Python Pandas DataFrame iterrows() - Iterate Over Rows

Updated on December 25, 2024
iterrows() header image

Introduction

The iterrows() function in Python's Pandas library is a generator that iterates over DataFrame rows, returning each row's index and a Series holding the data. This method is essential for scenarios where row-wise operations are necessary, such as conditional checks, aggregations, and transformations based on specific row values. Although not the fastest method available due to its return type and inherent loop structure, iterrows() remains popular for its ease of use and readability in handling moderate-sized data.

In this article, you will learn how to proficiently utilize the iterrows() function to manipulate and extract information from DataFrame rows. Explore practical examples that demonstrate row-wise operations, and grasp how to make the most of this method for data analysis tasks.

Understanding iterrows() Basics

A Simple Row Iteration

  1. Import the Pandas library and create a DataFrame.

  2. Iterate over the rows using iterrows().

    python
    import pandas as pd
    
    data = {'Name': ['Alice', 'Bob', 'Charles'],
            'Age': [25, 30, 35],
            'City': ['New York', 'Paris', 'London']}
    df = pd.DataFrame(data)
    
    for index, row in df.iterrows():
        print(f"Index: {index}, Name: {row['Name']}, Age: {row['Age']}, City: {row['City']}")
    

    Each iteration returns the index of the row and the row data as a Pandas Series, enabling straightforward access to each cell by column names like row['Name'].

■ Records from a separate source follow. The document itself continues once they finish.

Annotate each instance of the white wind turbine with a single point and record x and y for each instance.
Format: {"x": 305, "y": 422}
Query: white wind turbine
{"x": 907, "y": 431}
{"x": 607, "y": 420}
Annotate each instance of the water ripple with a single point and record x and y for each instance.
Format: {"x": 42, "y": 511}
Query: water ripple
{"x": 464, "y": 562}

Modifying Data Within a Loop

  1. Use iterrows() to modify data inline (although this method isn't recommended for large-scale modifications).

  2. Assign modified data to a new DataFrame column or update existing columns.

    python
    for index, row in df.iterrows():
        df.at[index, 'Age'] = row['Age'] + 10  # Increasing age by 10
    
    print(df)
    

    Here, df.at[index, 'ColumnName'] is used to update the DataFrame directly. While modifying data using iterrows() can work, vectorized operations or apply() are preferable for performance.

Advanced Usage of iterrows()

Filtering Rows

  1. Use iterrows() to filter data based on complex conditions that might be cumbersome with standard filtering methods.

  2. Append matching rows to a new DataFrame.

    python
    filtered_df = pd.DataFrame(columns=df.columns)
    
    for index, row in df.iterrows():
        if row['Age'] > 30 and 'New' in row['City']:
            filtered_df = filtered_df.append(row)
    
    print(filtered_df)
    

    This snippet filters rows where the age is over 30 and the city contains the word "New". The append() method adds the qualifying rows to filtered_df.

Calculating Aggregate Values

  1. Implement iterrows() to perform custom aggregations.

  2. Accumulate results from individual rows to compute summaries.

    python
    total_age = 0
    count = 0
    
    for index, row in df.iterrows():
        total_age += row['Age']
        count += 1
    
    average_age = total_age / count if count > 0 else None
    print(f"Average Age: {average_age}")
    

    Calculate the average age by summing up ages and counting rows, then performing the division. This method gives flexibility over the aggregation logic, which might be useful in more complex scenarios.

Conclusion

iterrows() in Pandas is a versatile tool for iterating over DataFrame rows, suitable for a range of row-wise operations. Although it's not the most performant method for large datasets, its simplicity and clear syntax make it a valuable technique for data manipulations where vectorized operations are not feasible. Harness the examples provided to refine data handling processes and achieve nuanced control over row-wise data analysis tasks in Python. By now, you should be able to apply iterrows() effectively in your data projects, ensuring precise and tailored data analysis outputs.